Err, well then. That title’s too long and just…
I’m not sure how this post is going to turn out. Whether it’s going to be a manic freakout or thoughtful or whatever – so just warning you in advance, but I’m going to write it and see where it takes me.
I am extremely harsh on myself.
I’ll give a little example. In an argument, the last person I blame is the person who hurt me. In a test, when I have to mark it myself, I will literally never give myself full marks – not even ONE off full marks – even when I KNOW I deserve it. I think I’m being arrogant. I think I’m being selfish. It’s just something that is, but I’m TRYING to work on it.
I’m not sure why I’m writing this now. Things only got terrible inside my head in maths, when I didn’t understand something and everything built up. I know miss was going to ask me if I was okay, and I would have said no, because it’s true. I’m not. I WASN’T then – I’m a little better now, but to be honest, I think I’ve just been pretending to be alright recently. Again, it’s something I need to work on.
I’m really tired, and the thing is, I’m sleeping reasonably well. That’s not the issue. The work, my laziness, my inability to do it – that’s what makes me tired. Everybody else is doing loads of work, and I’m sat here doing NOTHING. It makes me angry to the point of self-loathing.
But back to my original point. I’m so harsh on myself that I don’t even see the good qualities I KNOW I have, that I’ve been told countless times I’ve got. People say I’m loyal, lovely, friendly, helpful, beautiful, amazing, but I just CAN’T believe them because if I do, I tell myself that’s too good – WAY too good – and I’m being too nice to myself. Which is SO FUCKING STUPID.
Whenever I get into an argument with my mum, I blame myself. I think I’m CONSTANTLY the one in the wrong – and when I don’t, I hate myself for thinking I’m right. When there are sides to an argument, I get it into my head that MY side is always the wrong one.
You know what? I don’t understand it. It irritates me, because I’m never giving myself credit. Even when I’m writing this post, I’m thinking it’s pointless and that I’m just an attention-seeker with no purpose, and that I SHOULD be doing work otherwise I’m going to fail everything.

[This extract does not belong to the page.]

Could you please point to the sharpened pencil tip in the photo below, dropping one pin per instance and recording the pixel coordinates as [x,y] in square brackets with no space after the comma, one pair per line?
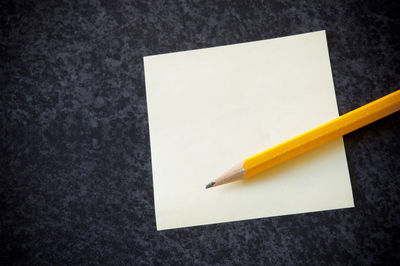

I think my message to myself is just to calm the fuck down. I have a concentrated hatred for myself that won’t bugger off, but if I write down one positive thing about me every day, then maybe I’ll start to believe that I’m not a terrible person. Maybe I ALREADY believe it, but I’m just pretending I don’t. ARGH, see what I mean?!
I hope you don’t mind reading that. It’s just a thought process and didn’t turn as self destructive as I thought it would. Thank god.
Oh, fuck. Fucking shit oh my god.
No, no, no!
Okay NO. NO. CALM DOWN.
My dad just called me and said a present had arrived, presumably for my birthday, and that it was from S. If you don’t know who that is… Hmm… Look at have a look at this. There’s not much there, and we NEVER talk any more, but I feel so guilty and I actually can’t do this. Oh god. I’m SUCH A MANIPULATIVE BITCH! I have zero feelings for him – that’s NOT THE POINT – the point is that I screwed with his feelings jesus christ…
Alright. I’m going to post more about the S thing tomorrow to explain why I’m feeling so horrendously guilty. I feel ill and oh my god. For now, I’m just going to… Sleep. No, do homework. I have history coursework tomorrow and I feel vaguely ill and I’ve overworked myself.
I think I need to be so much nicer to myself. It’s getting… Tiresome.